= Chaim Paltiel =

13th century French Biblical commentator

Chaim Paltiel (known as Paltiel of Falaise) was a French Biblical commentator of the thirteenth century and grandson of the tosafist Samuel of Falaise (Sir Morel). An anonymous commentator on the Pentateuch (Munich MS. No. 62) frequently quotes another commentary (pshatim) on the Pentateuch, the author of which he on one occasion calls "my teacher, Ḥayyim of Falaise"; in other places he speaks of "Ḥayyim," but more often of "Ḥayyim Paltiel." Many passages from Ḥayyim's commentary are given by Isaac b. Judah ha-Levi in his "Pa'aneaḥ Raza" (Munich MS. No. 50). The commentary is called there "Peri 'Eẓ, Ḥayyim," and the author is called "Ḥayyim Paltiel" or, more often, "Paltiel Gaon"; he is also mentioned as teacher of Isaac b. Judah.

==Disambiguation==
Contrary to Ziemlich's supposition, Gross concluded that Ḥayyim of Falaise must not be identified with Ḥayyim Paltiel b. Jacob, rabbi of Magdeburg, who corresponded with Meir of Rothenburg and who is quoted by Solomon b. Adret. On the other hand, Zunz mentions ten liturgical pieces composed by "Ḥayyim b. Baruch, called Ḥayyim Paltiel," who may be the same as Ḥayyim of Falaise.
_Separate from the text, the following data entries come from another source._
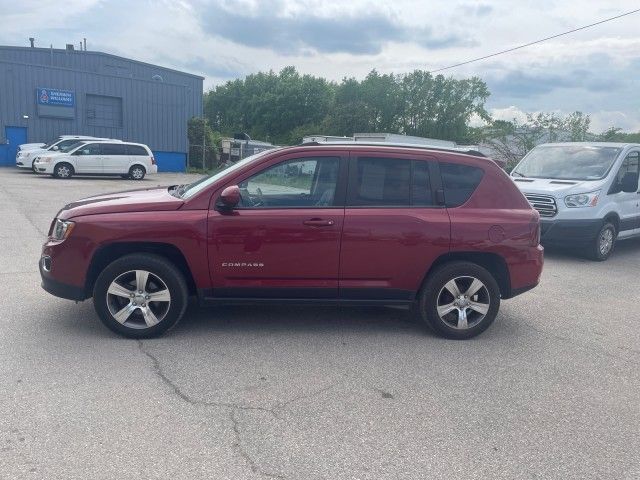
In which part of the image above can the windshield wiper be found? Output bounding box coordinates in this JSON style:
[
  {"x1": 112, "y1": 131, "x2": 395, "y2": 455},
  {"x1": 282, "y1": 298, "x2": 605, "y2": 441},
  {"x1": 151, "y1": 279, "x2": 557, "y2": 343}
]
[{"x1": 511, "y1": 171, "x2": 526, "y2": 177}]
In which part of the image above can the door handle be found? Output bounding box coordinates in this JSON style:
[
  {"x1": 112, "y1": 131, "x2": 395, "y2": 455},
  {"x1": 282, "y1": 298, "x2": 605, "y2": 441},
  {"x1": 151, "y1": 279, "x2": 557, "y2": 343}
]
[{"x1": 303, "y1": 218, "x2": 334, "y2": 227}]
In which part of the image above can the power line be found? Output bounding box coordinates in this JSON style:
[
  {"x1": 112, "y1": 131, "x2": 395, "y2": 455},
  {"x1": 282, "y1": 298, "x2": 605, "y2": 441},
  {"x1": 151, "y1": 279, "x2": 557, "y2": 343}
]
[{"x1": 428, "y1": 8, "x2": 640, "y2": 74}]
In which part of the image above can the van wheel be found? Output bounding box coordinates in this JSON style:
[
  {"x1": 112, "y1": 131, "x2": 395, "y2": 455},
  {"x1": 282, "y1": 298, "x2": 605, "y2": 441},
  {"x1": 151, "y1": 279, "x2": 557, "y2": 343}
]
[
  {"x1": 585, "y1": 222, "x2": 616, "y2": 261},
  {"x1": 53, "y1": 163, "x2": 74, "y2": 179},
  {"x1": 93, "y1": 254, "x2": 188, "y2": 338},
  {"x1": 129, "y1": 165, "x2": 146, "y2": 180},
  {"x1": 416, "y1": 262, "x2": 500, "y2": 339}
]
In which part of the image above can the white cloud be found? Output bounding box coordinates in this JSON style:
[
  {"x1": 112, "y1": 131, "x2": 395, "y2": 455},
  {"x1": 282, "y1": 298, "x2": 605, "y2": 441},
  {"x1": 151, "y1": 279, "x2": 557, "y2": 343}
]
[{"x1": 1, "y1": 0, "x2": 639, "y2": 131}]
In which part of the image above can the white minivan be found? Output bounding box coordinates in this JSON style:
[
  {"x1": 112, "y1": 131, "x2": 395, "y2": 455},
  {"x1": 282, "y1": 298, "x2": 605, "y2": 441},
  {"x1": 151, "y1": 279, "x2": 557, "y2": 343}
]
[
  {"x1": 16, "y1": 135, "x2": 115, "y2": 170},
  {"x1": 33, "y1": 141, "x2": 157, "y2": 180},
  {"x1": 511, "y1": 142, "x2": 640, "y2": 260}
]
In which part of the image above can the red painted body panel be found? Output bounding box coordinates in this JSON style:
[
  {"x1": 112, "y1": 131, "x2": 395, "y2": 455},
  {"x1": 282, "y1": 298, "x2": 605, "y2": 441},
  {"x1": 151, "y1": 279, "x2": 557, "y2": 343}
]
[
  {"x1": 41, "y1": 144, "x2": 543, "y2": 301},
  {"x1": 339, "y1": 208, "x2": 450, "y2": 292},
  {"x1": 207, "y1": 208, "x2": 344, "y2": 290}
]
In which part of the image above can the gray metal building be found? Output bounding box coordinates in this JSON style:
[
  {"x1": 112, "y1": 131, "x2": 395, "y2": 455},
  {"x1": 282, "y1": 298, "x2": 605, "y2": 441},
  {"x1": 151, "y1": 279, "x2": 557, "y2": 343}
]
[{"x1": 0, "y1": 45, "x2": 203, "y2": 171}]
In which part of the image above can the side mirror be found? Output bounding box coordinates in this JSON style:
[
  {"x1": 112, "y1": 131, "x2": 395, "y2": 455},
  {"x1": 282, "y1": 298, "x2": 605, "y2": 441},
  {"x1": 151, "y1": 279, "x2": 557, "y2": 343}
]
[
  {"x1": 52, "y1": 145, "x2": 59, "y2": 151},
  {"x1": 217, "y1": 185, "x2": 241, "y2": 211},
  {"x1": 621, "y1": 172, "x2": 639, "y2": 193}
]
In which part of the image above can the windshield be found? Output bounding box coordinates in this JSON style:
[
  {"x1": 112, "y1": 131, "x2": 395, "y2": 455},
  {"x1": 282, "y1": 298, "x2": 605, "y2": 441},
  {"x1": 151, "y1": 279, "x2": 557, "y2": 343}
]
[
  {"x1": 43, "y1": 138, "x2": 62, "y2": 149},
  {"x1": 180, "y1": 149, "x2": 277, "y2": 199},
  {"x1": 61, "y1": 141, "x2": 86, "y2": 153},
  {"x1": 513, "y1": 145, "x2": 622, "y2": 181}
]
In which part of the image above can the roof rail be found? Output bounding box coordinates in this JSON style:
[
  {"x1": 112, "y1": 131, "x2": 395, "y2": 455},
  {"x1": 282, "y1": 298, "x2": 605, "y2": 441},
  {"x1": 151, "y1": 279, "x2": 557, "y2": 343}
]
[{"x1": 298, "y1": 140, "x2": 486, "y2": 158}]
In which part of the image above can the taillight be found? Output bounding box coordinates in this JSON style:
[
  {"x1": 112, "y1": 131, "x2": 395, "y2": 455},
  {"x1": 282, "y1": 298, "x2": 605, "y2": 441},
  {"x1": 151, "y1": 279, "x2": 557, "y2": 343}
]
[
  {"x1": 151, "y1": 156, "x2": 156, "y2": 165},
  {"x1": 529, "y1": 220, "x2": 540, "y2": 246}
]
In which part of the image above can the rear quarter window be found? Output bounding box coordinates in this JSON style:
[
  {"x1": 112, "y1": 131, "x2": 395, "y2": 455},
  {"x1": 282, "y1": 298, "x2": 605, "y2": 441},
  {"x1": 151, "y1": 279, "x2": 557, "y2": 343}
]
[
  {"x1": 127, "y1": 145, "x2": 149, "y2": 156},
  {"x1": 440, "y1": 163, "x2": 484, "y2": 207}
]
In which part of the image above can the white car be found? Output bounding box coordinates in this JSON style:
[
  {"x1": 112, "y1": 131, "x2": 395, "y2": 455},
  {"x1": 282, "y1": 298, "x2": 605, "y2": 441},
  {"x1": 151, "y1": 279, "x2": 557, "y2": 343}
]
[
  {"x1": 18, "y1": 142, "x2": 46, "y2": 151},
  {"x1": 511, "y1": 142, "x2": 640, "y2": 260},
  {"x1": 34, "y1": 141, "x2": 157, "y2": 180},
  {"x1": 16, "y1": 135, "x2": 115, "y2": 170}
]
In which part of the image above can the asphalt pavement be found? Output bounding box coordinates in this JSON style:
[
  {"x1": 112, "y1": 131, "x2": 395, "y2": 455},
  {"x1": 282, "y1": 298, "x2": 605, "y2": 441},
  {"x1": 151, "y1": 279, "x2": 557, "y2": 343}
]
[{"x1": 1, "y1": 167, "x2": 639, "y2": 479}]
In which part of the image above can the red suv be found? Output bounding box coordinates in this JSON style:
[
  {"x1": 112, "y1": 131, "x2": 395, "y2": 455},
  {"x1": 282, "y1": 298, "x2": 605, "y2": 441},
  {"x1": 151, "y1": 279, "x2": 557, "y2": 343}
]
[{"x1": 40, "y1": 144, "x2": 543, "y2": 339}]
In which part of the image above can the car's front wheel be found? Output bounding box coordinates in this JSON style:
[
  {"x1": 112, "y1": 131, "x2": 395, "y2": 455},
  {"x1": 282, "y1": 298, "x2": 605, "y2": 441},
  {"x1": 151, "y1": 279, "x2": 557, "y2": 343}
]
[
  {"x1": 53, "y1": 162, "x2": 74, "y2": 179},
  {"x1": 585, "y1": 221, "x2": 616, "y2": 261},
  {"x1": 93, "y1": 254, "x2": 188, "y2": 338},
  {"x1": 416, "y1": 261, "x2": 500, "y2": 339}
]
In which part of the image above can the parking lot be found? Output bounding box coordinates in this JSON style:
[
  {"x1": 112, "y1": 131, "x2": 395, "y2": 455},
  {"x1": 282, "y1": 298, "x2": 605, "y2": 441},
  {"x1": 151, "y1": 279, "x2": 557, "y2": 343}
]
[{"x1": 1, "y1": 167, "x2": 639, "y2": 479}]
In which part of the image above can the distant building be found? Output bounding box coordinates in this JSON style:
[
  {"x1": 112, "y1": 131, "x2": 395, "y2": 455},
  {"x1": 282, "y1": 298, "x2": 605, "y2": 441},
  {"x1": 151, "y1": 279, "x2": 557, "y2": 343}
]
[{"x1": 0, "y1": 43, "x2": 203, "y2": 171}]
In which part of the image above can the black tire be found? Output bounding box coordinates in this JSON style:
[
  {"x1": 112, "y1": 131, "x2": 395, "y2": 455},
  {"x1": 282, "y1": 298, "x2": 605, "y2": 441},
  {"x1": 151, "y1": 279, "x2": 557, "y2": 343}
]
[
  {"x1": 585, "y1": 222, "x2": 616, "y2": 261},
  {"x1": 416, "y1": 261, "x2": 501, "y2": 339},
  {"x1": 32, "y1": 160, "x2": 37, "y2": 173},
  {"x1": 93, "y1": 253, "x2": 189, "y2": 338},
  {"x1": 53, "y1": 162, "x2": 74, "y2": 179},
  {"x1": 129, "y1": 165, "x2": 146, "y2": 180}
]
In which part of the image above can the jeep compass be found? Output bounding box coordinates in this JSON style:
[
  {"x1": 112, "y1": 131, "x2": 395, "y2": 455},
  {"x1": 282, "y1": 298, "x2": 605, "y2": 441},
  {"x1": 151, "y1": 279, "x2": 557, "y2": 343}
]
[{"x1": 40, "y1": 144, "x2": 544, "y2": 339}]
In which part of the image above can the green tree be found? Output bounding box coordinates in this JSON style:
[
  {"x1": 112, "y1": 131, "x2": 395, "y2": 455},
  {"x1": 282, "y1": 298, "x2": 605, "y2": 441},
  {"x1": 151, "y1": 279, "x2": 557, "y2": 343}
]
[
  {"x1": 187, "y1": 117, "x2": 220, "y2": 170},
  {"x1": 476, "y1": 112, "x2": 592, "y2": 170},
  {"x1": 205, "y1": 66, "x2": 334, "y2": 144},
  {"x1": 204, "y1": 66, "x2": 491, "y2": 145},
  {"x1": 597, "y1": 127, "x2": 640, "y2": 142}
]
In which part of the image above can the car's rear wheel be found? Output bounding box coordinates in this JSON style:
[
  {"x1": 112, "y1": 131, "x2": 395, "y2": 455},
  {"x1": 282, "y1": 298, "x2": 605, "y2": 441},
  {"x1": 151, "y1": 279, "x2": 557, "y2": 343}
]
[
  {"x1": 416, "y1": 262, "x2": 500, "y2": 339},
  {"x1": 53, "y1": 162, "x2": 74, "y2": 179},
  {"x1": 585, "y1": 222, "x2": 616, "y2": 261},
  {"x1": 93, "y1": 254, "x2": 188, "y2": 338},
  {"x1": 129, "y1": 165, "x2": 146, "y2": 180}
]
Zunz says (l.c.) that he is probably the Ḥayyim Paltiel of Magdeburg, forgetting that the latter's father was called Jacob and not Baruch.

==Commentary style==
Ḥayyim's commentary is aggadic in character, and shows the author to have possessed a thorough knowledge of the Talmud. Ḥayyim was decidedly a great Ashkenazi Rishon and typically presents finely woven elucidations of the words and verses against backdrop of midrashic thought, though at times venturing into the area of remez—the hidden messages which offer further insight into broader applications of Torah passages.